Way before 2009, I was able to smell things like a normal person. I associated a burning smell with magical starlit nights watching a campfire while camping. The first time I was really aware of an unpleasant burning smell was when my car was bombed. I was a Jewish community worker living in an Israeli-Arab town when the Intifada of 1988 started. My wonderful leafy green car was one of the Intifada's victims. One night while the town slept, gas was poured over the front tires and ignited. I didn't wake up when the fire engines came. My neighbors woke me up to the unbelievable wreck of my car. The trunk was still in tact, so I took items out of it for safe keeping. Among other things, the electronic typewriter in the trunk never lost an odd smokey smell I hated.

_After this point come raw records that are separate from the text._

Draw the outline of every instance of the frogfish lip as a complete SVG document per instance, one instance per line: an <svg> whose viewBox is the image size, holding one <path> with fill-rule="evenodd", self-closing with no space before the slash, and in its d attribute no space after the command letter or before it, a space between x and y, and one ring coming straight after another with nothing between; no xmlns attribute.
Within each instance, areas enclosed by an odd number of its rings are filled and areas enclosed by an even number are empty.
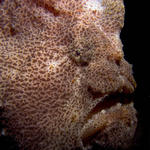
<svg viewBox="0 0 150 150"><path fill-rule="evenodd" d="M87 115L81 131L85 148L94 144L126 148L132 143L137 126L133 94L112 94L100 101ZM129 144L130 143L130 144Z"/></svg>

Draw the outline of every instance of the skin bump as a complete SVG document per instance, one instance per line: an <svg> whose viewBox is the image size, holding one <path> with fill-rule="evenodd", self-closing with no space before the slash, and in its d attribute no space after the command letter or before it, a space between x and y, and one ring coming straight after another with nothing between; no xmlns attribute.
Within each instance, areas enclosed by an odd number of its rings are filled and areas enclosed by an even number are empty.
<svg viewBox="0 0 150 150"><path fill-rule="evenodd" d="M132 144L124 13L123 0L1 0L0 135L20 150Z"/></svg>

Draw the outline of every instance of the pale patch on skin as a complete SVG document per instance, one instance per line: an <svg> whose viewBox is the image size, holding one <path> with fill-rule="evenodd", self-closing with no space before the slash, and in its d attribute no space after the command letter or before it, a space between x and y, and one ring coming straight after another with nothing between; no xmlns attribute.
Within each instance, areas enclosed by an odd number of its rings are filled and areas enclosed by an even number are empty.
<svg viewBox="0 0 150 150"><path fill-rule="evenodd" d="M137 118L123 1L5 0L0 10L0 120L21 150L127 147Z"/></svg>
<svg viewBox="0 0 150 150"><path fill-rule="evenodd" d="M103 11L104 7L101 5L101 3L102 0L87 0L84 7L87 10Z"/></svg>

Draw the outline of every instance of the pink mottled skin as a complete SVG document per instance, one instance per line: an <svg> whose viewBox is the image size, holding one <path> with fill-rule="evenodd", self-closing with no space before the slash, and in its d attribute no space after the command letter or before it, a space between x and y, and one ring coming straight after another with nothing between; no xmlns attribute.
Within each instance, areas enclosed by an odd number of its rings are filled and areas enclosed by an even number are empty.
<svg viewBox="0 0 150 150"><path fill-rule="evenodd" d="M123 0L0 1L0 119L21 150L132 143L123 24Z"/></svg>

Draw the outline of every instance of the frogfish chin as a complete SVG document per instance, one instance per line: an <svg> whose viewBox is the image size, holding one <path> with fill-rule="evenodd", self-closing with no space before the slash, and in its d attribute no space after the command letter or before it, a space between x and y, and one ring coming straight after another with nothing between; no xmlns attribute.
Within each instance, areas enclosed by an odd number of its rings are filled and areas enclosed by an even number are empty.
<svg viewBox="0 0 150 150"><path fill-rule="evenodd" d="M20 150L130 147L124 14L123 0L0 0L0 135Z"/></svg>

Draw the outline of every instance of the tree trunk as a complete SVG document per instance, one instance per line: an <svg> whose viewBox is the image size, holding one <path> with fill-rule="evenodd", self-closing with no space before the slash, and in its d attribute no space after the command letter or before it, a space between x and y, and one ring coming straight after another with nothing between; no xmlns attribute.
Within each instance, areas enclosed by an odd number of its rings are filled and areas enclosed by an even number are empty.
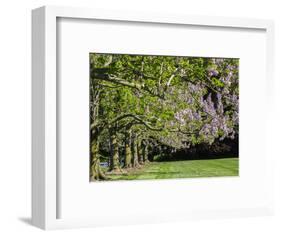
<svg viewBox="0 0 281 236"><path fill-rule="evenodd" d="M125 168L132 167L132 152L131 152L131 129L125 134Z"/></svg>
<svg viewBox="0 0 281 236"><path fill-rule="evenodd" d="M139 167L139 162L138 162L138 143L137 143L137 137L134 135L132 139L132 150L133 150L133 160L132 164L134 168Z"/></svg>
<svg viewBox="0 0 281 236"><path fill-rule="evenodd" d="M142 156L143 156L143 162L148 163L148 142L143 140L142 142Z"/></svg>
<svg viewBox="0 0 281 236"><path fill-rule="evenodd" d="M138 161L140 165L143 165L143 156L142 156L142 148L141 148L141 141L137 140L138 144Z"/></svg>
<svg viewBox="0 0 281 236"><path fill-rule="evenodd" d="M99 142L98 138L95 137L91 143L91 181L106 180L106 175L100 168L100 157L99 157Z"/></svg>
<svg viewBox="0 0 281 236"><path fill-rule="evenodd" d="M114 129L110 130L110 142L111 142L110 171L120 171L118 141L117 141L116 131Z"/></svg>

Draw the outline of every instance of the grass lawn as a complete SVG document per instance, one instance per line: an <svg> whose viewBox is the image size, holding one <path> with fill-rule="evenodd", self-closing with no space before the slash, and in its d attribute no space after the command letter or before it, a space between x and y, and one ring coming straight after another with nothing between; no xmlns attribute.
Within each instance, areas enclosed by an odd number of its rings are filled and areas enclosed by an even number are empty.
<svg viewBox="0 0 281 236"><path fill-rule="evenodd" d="M110 178L112 180L136 180L238 176L238 163L238 158L151 162L141 169L110 175Z"/></svg>

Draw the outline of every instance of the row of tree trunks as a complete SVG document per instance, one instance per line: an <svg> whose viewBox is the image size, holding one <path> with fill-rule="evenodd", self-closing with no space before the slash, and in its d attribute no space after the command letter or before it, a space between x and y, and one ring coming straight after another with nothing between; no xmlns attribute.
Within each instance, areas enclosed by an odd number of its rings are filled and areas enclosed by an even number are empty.
<svg viewBox="0 0 281 236"><path fill-rule="evenodd" d="M120 163L119 163L119 147L116 130L114 128L109 130L110 133L110 147L111 147L111 162L110 162L110 171L120 172Z"/></svg>
<svg viewBox="0 0 281 236"><path fill-rule="evenodd" d="M109 130L110 133L110 172L122 172L119 161L119 146L116 130ZM148 142L140 139L137 134L132 135L131 129L125 133L125 159L123 168L140 168L148 161ZM91 180L108 179L100 167L98 136L92 139L91 143Z"/></svg>
<svg viewBox="0 0 281 236"><path fill-rule="evenodd" d="M100 168L99 158L99 141L97 138L92 140L91 143L91 173L90 177L92 181L106 180L107 177Z"/></svg>
<svg viewBox="0 0 281 236"><path fill-rule="evenodd" d="M131 138L132 138L132 131L128 129L125 133L125 168L132 167L132 151L131 151Z"/></svg>

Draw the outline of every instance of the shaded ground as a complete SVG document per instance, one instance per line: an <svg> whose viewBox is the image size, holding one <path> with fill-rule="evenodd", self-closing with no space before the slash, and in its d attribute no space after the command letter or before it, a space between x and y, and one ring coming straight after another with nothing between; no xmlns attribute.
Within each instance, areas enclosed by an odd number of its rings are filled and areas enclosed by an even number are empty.
<svg viewBox="0 0 281 236"><path fill-rule="evenodd" d="M151 162L141 169L111 175L112 180L171 179L213 176L238 176L239 159Z"/></svg>

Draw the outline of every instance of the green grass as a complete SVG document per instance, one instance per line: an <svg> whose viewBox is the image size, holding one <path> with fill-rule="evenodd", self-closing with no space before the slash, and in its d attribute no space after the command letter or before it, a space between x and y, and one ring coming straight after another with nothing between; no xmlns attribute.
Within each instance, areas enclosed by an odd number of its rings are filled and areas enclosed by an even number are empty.
<svg viewBox="0 0 281 236"><path fill-rule="evenodd" d="M238 163L238 158L151 162L141 169L110 175L110 178L111 180L144 180L238 176Z"/></svg>

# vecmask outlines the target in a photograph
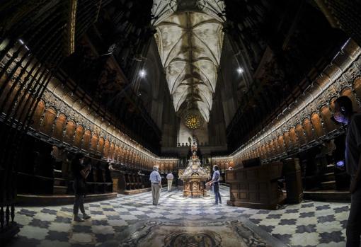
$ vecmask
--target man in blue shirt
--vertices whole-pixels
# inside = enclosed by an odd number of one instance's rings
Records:
[[[218,171],[218,166],[213,166],[213,178],[209,182],[206,183],[206,185],[212,185],[213,183],[213,192],[216,197],[216,202],[214,203],[215,205],[218,205],[218,200],[219,204],[222,204],[221,194],[219,193],[219,178],[221,178],[221,173]]]
[[[158,172],[158,166],[153,167],[153,171],[149,176],[149,180],[151,182],[151,195],[153,197],[153,205],[159,205],[158,201],[161,195],[161,178]]]

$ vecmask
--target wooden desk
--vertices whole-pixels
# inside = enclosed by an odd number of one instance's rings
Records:
[[[278,190],[277,180],[281,177],[283,163],[274,162],[260,166],[239,168],[226,172],[229,183],[232,206],[276,209],[285,200]]]

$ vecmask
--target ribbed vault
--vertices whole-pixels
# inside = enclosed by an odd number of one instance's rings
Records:
[[[205,11],[165,12],[155,24],[156,40],[174,108],[180,114],[197,109],[208,122],[221,57],[223,21]]]

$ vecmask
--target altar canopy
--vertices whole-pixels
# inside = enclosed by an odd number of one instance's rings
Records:
[[[207,195],[205,183],[209,178],[210,174],[202,167],[200,160],[197,156],[197,144],[192,146],[193,154],[188,161],[188,165],[180,179],[184,182],[183,196],[200,197]]]

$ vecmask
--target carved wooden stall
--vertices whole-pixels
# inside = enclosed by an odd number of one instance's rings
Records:
[[[226,172],[232,206],[276,209],[285,200],[278,188],[283,163],[273,162],[260,166],[236,168]]]

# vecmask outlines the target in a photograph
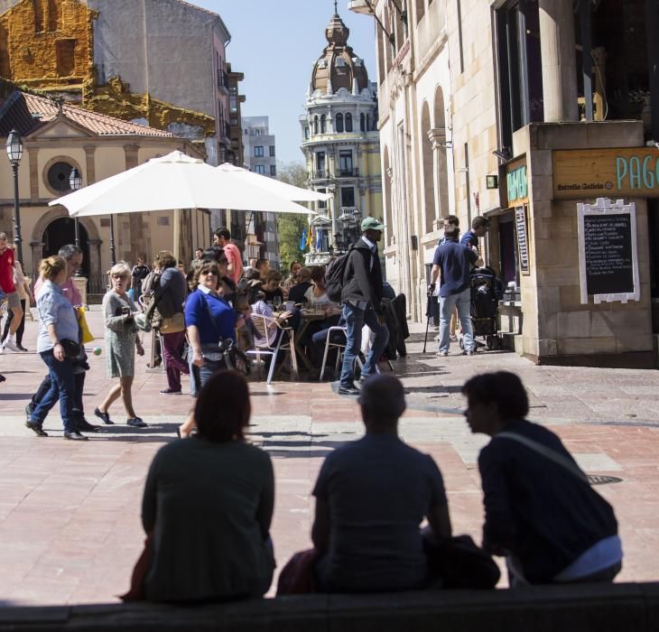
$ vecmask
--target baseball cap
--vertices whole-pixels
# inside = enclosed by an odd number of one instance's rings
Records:
[[[376,219],[376,218],[365,218],[361,222],[362,232],[365,230],[382,230],[384,228],[385,225]]]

And then there was the bus I had taken from Tel Aviv to Jerusalem the day before a terrorist grabbed the steering wheel and directed it over a cliff. It caught fire. Many died. I happened to be on the same road the day they pulled the burned out hulk up the cliff. It looked like the bus did today, only larger. And the smell of burning was strong.

I can't look at a picture of a crash like the one that killed 10 in California just this week without being aware of a smell of burning. Nor the photos on tv news of burned out cars in war torn countries. Will I ever be able to smell anything else ever again?